Orders started evaporating in April, when the initial tariffs were announced, and a significant fraction of Lesotho’s 30,000 mostly female garment workers were furloughed or laid off beginning in June...
If the African Growth and Opportunity Act, or AGOA, isn’t renewed in September, the entire garment industry could cease to exist, the government has said...
...only Levi’s responded to say that its plans have remained “unchanged.” The denim giant is a prominent client of Nien Hsing Textile Group...A spokesman from Nien Hsing Textile Group said that Nien Hsing Lesotho has orders until the first quarter of 2026, though he would not say if there have been or will be further layoffs...
Facilities employing thousands of people, such as Precious Garments, Tzicc Clothing Manufactures and Maseru-E Textiles, haven’t fielded orders since the tariff was originally announced, said Solong Senohe, secretary-general at the United Textile Employees Union, or UNITE, which has been negotiating worker settlements with various owners.

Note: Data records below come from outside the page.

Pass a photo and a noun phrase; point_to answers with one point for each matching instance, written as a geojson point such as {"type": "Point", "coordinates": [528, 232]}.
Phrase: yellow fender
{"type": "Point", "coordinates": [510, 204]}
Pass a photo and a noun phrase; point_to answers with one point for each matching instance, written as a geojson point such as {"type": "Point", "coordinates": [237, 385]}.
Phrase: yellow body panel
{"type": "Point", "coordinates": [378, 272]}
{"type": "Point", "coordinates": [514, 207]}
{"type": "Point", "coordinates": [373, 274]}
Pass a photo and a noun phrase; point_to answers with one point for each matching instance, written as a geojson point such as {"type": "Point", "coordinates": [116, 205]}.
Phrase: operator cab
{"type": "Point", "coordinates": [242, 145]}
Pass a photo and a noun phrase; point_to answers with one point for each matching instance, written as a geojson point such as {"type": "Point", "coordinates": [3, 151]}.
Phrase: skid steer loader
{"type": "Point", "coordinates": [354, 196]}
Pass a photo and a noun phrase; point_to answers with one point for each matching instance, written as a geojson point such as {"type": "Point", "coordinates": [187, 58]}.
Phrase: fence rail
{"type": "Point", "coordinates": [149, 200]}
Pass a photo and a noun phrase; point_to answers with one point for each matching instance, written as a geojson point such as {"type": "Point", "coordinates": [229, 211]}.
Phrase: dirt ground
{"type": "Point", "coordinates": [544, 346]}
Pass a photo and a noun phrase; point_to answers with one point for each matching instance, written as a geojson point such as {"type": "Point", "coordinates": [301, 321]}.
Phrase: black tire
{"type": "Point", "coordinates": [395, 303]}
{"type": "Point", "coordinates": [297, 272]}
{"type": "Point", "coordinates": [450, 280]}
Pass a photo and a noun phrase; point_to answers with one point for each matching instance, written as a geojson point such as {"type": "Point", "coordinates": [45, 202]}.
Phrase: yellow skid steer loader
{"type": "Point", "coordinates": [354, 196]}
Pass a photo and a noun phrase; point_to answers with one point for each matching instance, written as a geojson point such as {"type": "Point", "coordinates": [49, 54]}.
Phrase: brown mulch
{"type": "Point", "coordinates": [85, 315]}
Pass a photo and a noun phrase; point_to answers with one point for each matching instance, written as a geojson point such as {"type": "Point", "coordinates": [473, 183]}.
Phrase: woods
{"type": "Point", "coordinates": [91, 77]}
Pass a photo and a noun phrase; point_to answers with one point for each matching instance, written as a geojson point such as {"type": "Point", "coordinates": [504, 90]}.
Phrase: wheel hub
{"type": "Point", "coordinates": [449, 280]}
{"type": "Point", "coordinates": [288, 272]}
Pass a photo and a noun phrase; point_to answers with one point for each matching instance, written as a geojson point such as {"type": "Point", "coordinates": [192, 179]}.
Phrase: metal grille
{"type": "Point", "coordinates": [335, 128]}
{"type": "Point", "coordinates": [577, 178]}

Precious Garments, he said, has started rotating employees on shifts that have them working just two weeks out of each month. Many of UNITE’s members, however, have been placed on “short-term layoff” without pay until September...
Most of the workers whose livelihoods are now hanging by a thread don’t know what they will do if they remain unemployed...They worry that when schools reopen later this month, they’re not going to be able to afford the fees. Or worse, that they will lose the literal roof over their head...When their savings run out, workers could find themselves resorting to the most dangerous jobs. Parents could be forced to traffic their children....
Senohe said that factory owners were told by brands that their companies had “no say in this” because the state of affairs was directed by the U.S. government and they cannot increase the prices of the products they buy...
“The buyers are not willing to pay the tariffs,” Senohe said. “...The factories are doing it. The reason they are exporting from Lesotho is the cheap labor that gives them more profit. It is, unfortunately, how capitalism works. It sucks your blood and whatever to make profit and then, at the end of the day, it dumps you.”
And come September, if nothing changes, mass firings will begin in earnest. Factories that depend on U.S. orders, too, will have no choice but to close...
“I think the worst scenario is going to be that people are going to cross the border into South Africa as illegal migrants,” Senohe said. “There is a textile hub in the city of Newcastle in KwaZulu-Natal, where most of the people are illegal and you’re harassed every day by the police. Some of them are going to go to the illegal mines in South Africa. If somebody comes up and says, ‘I have work for you in South Africa,’ they will go there. And then we don’t know if we’ll ever see them again.”